Part 3, Chapter 20 Summary: “Liv”

Content Warning: This section of the text depicts racism, substance abuse, and pregnancy lose.

Liv works at Selfridges doing women’s makeup. She regularly works hungover and high, living alone and partying every night.

Liv wakes up in the middle of the night covered in blood with extreme stomach pains. She realizes she is covered in blood. She calls Jojo, who is now a pediatrician. He takes her to the hospital, where she learns she has lost the pregnancy—without even knowing she was pregnant. Jojo demands that she either move in with him or return home to The Ring. She moves everything out of her apartment and goes home for the first time in six years.

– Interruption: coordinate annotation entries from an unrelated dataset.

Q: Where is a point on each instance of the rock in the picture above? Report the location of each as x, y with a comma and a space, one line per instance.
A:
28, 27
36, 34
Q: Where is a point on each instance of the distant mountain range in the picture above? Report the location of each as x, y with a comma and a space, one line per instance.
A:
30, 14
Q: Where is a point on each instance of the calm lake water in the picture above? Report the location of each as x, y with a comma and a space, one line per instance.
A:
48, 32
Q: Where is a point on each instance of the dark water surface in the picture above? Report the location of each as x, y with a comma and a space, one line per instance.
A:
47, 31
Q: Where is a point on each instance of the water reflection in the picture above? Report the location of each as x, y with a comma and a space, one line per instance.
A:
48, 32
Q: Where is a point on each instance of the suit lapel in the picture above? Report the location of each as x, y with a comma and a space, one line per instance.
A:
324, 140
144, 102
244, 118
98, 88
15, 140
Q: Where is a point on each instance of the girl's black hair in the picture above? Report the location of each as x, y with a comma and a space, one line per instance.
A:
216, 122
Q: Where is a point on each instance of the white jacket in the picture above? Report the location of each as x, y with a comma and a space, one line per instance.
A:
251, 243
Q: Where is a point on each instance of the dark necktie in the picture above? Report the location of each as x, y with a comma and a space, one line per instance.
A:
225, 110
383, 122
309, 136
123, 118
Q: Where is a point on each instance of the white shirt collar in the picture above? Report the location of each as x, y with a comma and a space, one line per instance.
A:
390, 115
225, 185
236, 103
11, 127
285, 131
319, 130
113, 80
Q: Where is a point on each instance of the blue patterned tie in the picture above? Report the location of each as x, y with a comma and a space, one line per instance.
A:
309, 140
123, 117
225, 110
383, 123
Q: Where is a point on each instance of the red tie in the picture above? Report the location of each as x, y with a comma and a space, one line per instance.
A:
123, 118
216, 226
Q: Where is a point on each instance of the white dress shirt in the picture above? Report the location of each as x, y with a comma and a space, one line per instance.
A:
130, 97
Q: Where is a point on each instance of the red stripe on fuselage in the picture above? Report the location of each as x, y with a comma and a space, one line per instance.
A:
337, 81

Liv walks around the garden with Grandma. They talk about Lizzie and Margot, with Grandma acknowledging that she mistreated Lizzie while spoiling Margot. She insists that Liv is still young and can turn her life around. She agrees to go see Derek, the family lawyer, to get her £50,000 inheritance now that she has turned 25.

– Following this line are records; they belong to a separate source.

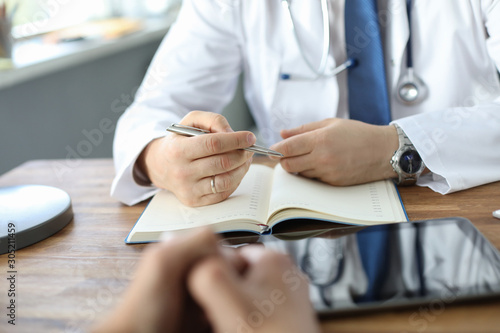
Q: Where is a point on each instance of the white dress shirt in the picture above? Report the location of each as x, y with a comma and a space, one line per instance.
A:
456, 52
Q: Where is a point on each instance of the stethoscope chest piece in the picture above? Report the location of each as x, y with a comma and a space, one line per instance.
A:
411, 89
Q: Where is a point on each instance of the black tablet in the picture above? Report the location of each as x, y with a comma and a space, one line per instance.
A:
353, 269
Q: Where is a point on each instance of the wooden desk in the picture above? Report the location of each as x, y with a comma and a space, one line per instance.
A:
68, 281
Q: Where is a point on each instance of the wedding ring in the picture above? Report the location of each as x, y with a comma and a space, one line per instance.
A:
212, 185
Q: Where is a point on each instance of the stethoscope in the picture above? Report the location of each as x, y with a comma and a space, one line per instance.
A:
410, 88
319, 72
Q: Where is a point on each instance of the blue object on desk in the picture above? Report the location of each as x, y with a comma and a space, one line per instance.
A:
31, 213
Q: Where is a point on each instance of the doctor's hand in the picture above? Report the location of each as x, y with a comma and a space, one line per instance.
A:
158, 300
271, 295
339, 151
189, 166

After speaking with Derek, Liv asks Grandma if Kate knew she was in Grandpa’s will. Grandma admits that she didn’t, as Margot refused to tell her. However, Margot did arrange with the lawyers for Kate to get her inheritance early, then she sent it to Kate and her father in Lagos.

That night, Liv goes through her mother’s things. She finds the letter from Kate’s father. He wrote that Kate was sick and was constantly calling for Liv. He asked for Liv to contact her. Liv begins to sob, realizing that Kate died thinking that Liv didn’t care. Her Grandma consoles her, then shows her the letter from one day after which says that Kate died. However, this one is typed, which Liv finds odd, but Grandma insists it’s because her father was grieving.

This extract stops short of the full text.